A Respect Club™ is a high school club that teaches, encourages, and recognizes respect in a fun way. When you walk through the doors of a school in a school district with a Respect Club and start to interact with the staff and students, you immediately sense that something is different, something is special. Before long you figure out what it is - everyone treats each other and their jobs with respect and because of that, the school is filled with energy and joy.
The club was started in 2014 to help address a major problem that's been around for way too long - the low level of respect in our society. More specifically, there are not enough strong people in the world who respect their
job, others, and themselves the way they should - and because of this a myriad
of symptoms of the problem exist - things like bullying, school
underachievement, racism, violence,
poverty, abuse, divorce, drug use, suicide, etc. As educators, our opinion is that we have a "Respect Crisis."
Members of the high school Respect Club, with help from their adviser, develop and implement an annual plan to model, teach, encourage, and recognize respect every day in positive manner. The goal is to have respect permeate every aspect of the operation of the school district. (We provide free suggestions for your plan.) The plan has four parts:
1. How do we model respect?
What is the plan for encouraging every faculty and staff member to model what respect for your job, others, and yourself looks like on a daily basis? (When every faculty and staff person puts in the effort to model respect daily, it makes it more likely that students will respect their job, others and themselves.)
2. How do we teach respect?
What is the quarterly or month by month plan for teaching students how to respect their job, others, and themselves in a fun way? What Respect Club assemblies or videos do we feel will be the most helpful for our students this year?

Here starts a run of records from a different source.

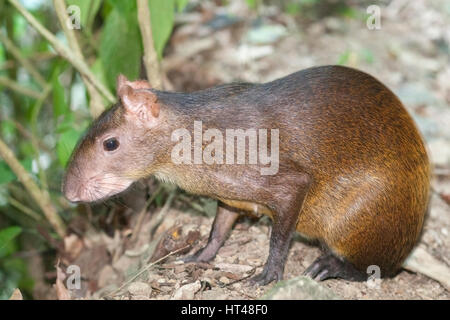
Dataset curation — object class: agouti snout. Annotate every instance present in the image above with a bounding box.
[63,66,430,285]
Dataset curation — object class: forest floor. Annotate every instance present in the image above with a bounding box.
[51,0,450,300]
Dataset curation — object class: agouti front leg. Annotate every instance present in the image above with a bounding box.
[250,173,311,285]
[183,204,240,263]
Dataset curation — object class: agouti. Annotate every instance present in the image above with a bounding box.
[62,65,430,285]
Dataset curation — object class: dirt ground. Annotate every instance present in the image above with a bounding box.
[54,0,449,300]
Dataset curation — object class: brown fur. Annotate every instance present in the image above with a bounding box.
[63,65,430,279]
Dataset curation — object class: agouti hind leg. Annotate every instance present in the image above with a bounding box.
[303,252,367,281]
[183,204,240,263]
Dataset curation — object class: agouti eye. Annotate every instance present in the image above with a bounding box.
[103,138,119,151]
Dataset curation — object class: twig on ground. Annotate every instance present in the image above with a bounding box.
[220,266,260,288]
[103,245,190,298]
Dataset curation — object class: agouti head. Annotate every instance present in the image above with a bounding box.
[62,75,165,202]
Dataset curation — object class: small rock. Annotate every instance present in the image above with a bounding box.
[203,269,214,276]
[428,138,450,166]
[262,276,340,300]
[219,276,230,284]
[128,282,152,297]
[171,281,202,300]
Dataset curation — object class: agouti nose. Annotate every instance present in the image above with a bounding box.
[65,190,80,203]
[62,180,81,203]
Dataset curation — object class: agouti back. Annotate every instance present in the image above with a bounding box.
[63,65,431,284]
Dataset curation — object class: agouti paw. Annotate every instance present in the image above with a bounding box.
[182,248,215,263]
[303,252,366,282]
[248,267,282,286]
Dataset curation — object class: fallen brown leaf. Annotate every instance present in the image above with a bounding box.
[149,225,200,262]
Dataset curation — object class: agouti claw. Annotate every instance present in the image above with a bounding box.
[248,268,281,286]
[182,247,215,263]
[303,252,367,282]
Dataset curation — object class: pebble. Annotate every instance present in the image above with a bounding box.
[219,276,230,284]
[128,282,151,297]
[171,281,202,300]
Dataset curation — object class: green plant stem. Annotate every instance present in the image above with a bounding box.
[11,119,52,154]
[0,136,66,238]
[137,0,163,89]
[0,76,42,99]
[8,0,115,104]
[8,196,43,221]
[30,85,52,192]
[52,0,105,117]
[0,32,47,88]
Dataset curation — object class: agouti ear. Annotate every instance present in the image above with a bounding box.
[119,84,160,126]
[116,74,129,94]
[116,74,151,92]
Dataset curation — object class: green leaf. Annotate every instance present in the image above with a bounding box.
[175,0,189,12]
[0,158,32,185]
[91,58,109,93]
[13,13,27,39]
[0,185,8,206]
[285,3,301,15]
[360,48,374,64]
[0,162,15,185]
[107,0,137,14]
[55,113,75,133]
[57,127,83,167]
[337,50,350,65]
[66,0,102,30]
[99,8,142,89]
[0,120,16,143]
[0,227,22,252]
[246,0,258,9]
[0,41,5,65]
[51,64,69,121]
[149,0,175,59]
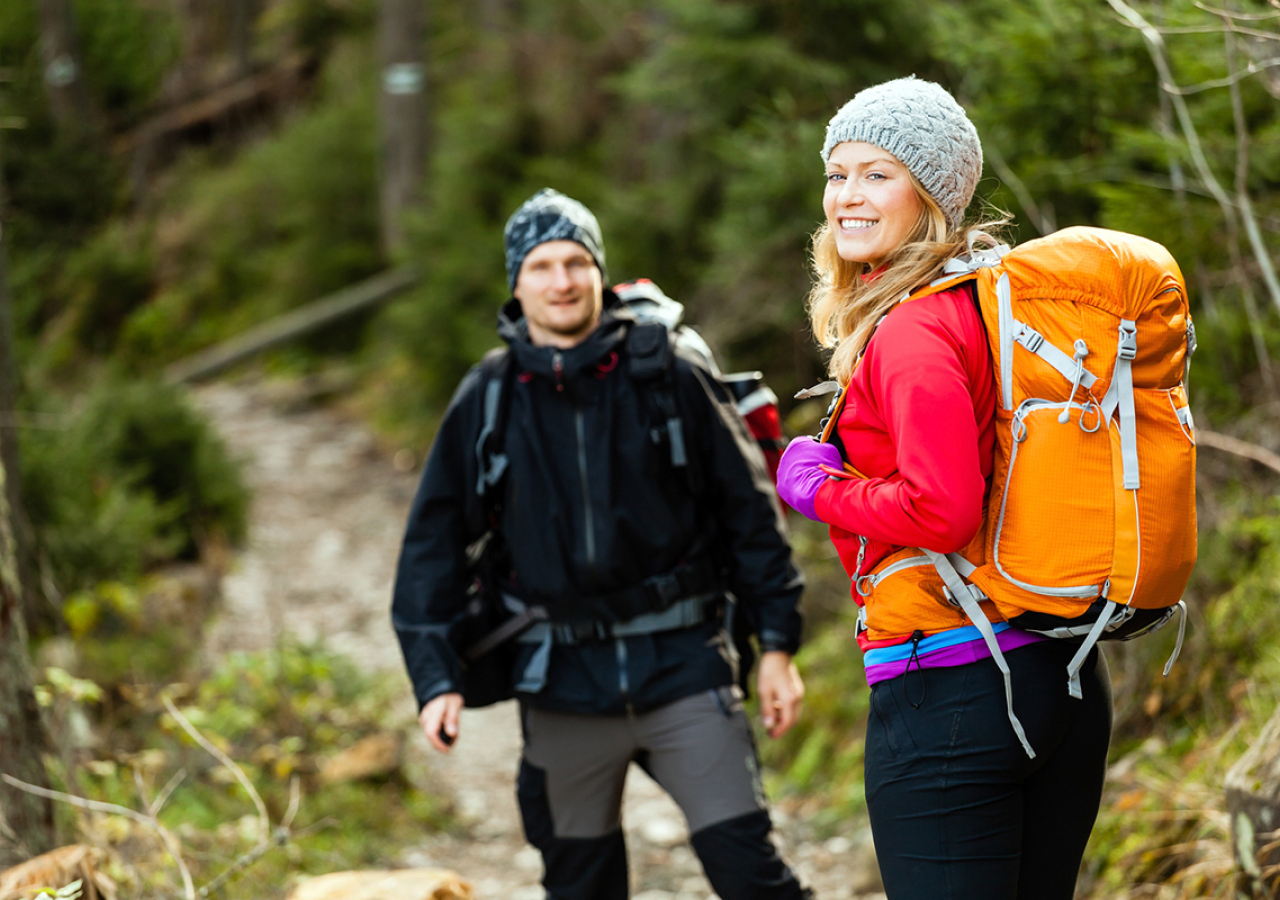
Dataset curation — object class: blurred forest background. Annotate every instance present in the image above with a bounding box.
[1,0,1280,897]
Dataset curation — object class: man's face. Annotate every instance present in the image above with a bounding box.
[513,240,604,348]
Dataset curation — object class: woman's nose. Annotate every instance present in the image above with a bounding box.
[838,179,863,207]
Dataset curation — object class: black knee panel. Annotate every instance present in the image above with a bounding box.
[516,758,555,850]
[691,810,812,900]
[517,759,628,900]
[540,831,628,900]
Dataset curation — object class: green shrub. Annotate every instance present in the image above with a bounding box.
[21,378,248,596]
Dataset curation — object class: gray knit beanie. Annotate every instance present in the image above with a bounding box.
[821,77,983,229]
[503,188,608,292]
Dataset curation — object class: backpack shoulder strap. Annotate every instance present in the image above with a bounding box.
[626,320,670,382]
[626,322,700,484]
[474,348,517,503]
[903,271,979,304]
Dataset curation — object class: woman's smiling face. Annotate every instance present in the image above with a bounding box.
[823,141,923,269]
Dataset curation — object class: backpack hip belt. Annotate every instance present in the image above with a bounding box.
[504,555,724,634]
[505,574,723,696]
[512,593,721,646]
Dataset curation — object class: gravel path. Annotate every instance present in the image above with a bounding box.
[193,377,883,900]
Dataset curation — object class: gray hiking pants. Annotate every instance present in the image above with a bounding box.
[516,687,811,900]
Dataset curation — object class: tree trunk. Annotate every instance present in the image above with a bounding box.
[37,0,94,136]
[0,142,55,869]
[378,0,428,257]
[475,0,515,33]
[0,138,49,636]
[168,0,211,100]
[229,0,259,80]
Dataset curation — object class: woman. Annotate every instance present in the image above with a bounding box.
[776,77,1112,900]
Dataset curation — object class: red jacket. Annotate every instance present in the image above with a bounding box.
[814,285,997,582]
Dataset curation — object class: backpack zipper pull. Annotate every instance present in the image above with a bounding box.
[1058,339,1089,424]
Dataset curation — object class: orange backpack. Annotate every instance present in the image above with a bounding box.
[829,226,1198,756]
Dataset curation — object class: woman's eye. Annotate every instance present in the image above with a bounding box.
[866,172,886,181]
[825,172,844,184]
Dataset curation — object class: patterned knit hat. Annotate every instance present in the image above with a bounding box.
[503,188,607,291]
[821,77,983,229]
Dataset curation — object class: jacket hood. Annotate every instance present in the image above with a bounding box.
[497,288,634,380]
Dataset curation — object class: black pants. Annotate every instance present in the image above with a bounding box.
[865,639,1112,900]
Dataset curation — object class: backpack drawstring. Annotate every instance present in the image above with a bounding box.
[905,630,927,710]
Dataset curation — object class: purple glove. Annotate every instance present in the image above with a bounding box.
[777,436,843,521]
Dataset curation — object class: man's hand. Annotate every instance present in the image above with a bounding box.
[419,692,464,753]
[757,651,804,739]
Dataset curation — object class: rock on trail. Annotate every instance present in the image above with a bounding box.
[193,377,883,900]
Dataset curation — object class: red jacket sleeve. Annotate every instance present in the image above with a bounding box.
[813,295,990,553]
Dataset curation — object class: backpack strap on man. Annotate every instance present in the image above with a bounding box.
[627,321,689,469]
[474,348,517,503]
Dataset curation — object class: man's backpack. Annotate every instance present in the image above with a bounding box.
[614,279,786,484]
[826,226,1198,756]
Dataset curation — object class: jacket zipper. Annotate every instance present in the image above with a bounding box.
[616,638,633,716]
[575,407,596,567]
[552,350,565,392]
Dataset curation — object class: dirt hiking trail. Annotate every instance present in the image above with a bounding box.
[194,377,884,900]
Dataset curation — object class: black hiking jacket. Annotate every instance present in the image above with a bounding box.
[392,291,804,715]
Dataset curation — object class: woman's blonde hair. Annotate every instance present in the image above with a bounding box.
[807,173,1006,385]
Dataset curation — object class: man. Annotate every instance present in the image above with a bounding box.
[392,188,811,899]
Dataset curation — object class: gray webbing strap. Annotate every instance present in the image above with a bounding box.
[1100,320,1140,490]
[516,594,717,645]
[1012,324,1098,393]
[1163,600,1188,677]
[515,629,553,694]
[997,274,1015,411]
[946,552,978,579]
[926,550,1036,758]
[1066,600,1116,700]
[475,376,509,495]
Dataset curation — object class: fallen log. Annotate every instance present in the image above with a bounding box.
[164,266,419,384]
[113,54,315,157]
[0,844,116,900]
[287,869,473,900]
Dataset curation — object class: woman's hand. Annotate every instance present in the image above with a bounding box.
[776,436,843,521]
[757,651,804,739]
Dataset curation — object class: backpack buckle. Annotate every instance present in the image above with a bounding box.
[648,572,683,608]
[1117,323,1138,360]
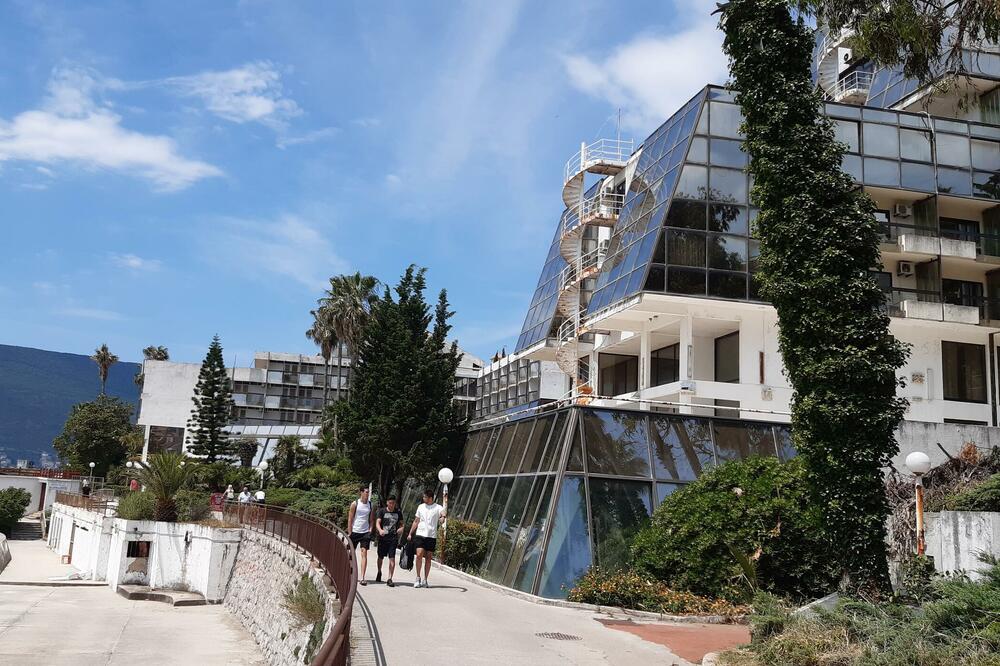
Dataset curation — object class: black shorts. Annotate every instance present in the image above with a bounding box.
[413,535,437,553]
[377,537,398,559]
[350,532,371,550]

3. How do we encourage respect?
What is the plan for encouraging students to have strong respect for their job, others, and themselves? It is one thing to teach students about how to respect, it is another to encourage them in a positive, enthusiastic manner to respect on a daily basis. (We have to be sure that students of all ages can answer the question, "If I respect my job, others, and myself - what's in it for me?")
4. How do we recognize respect?
What is the plan for recognizing students who respect their job, others, and themselves? (If we believe respect is very important, we have to make recognition a big deal.)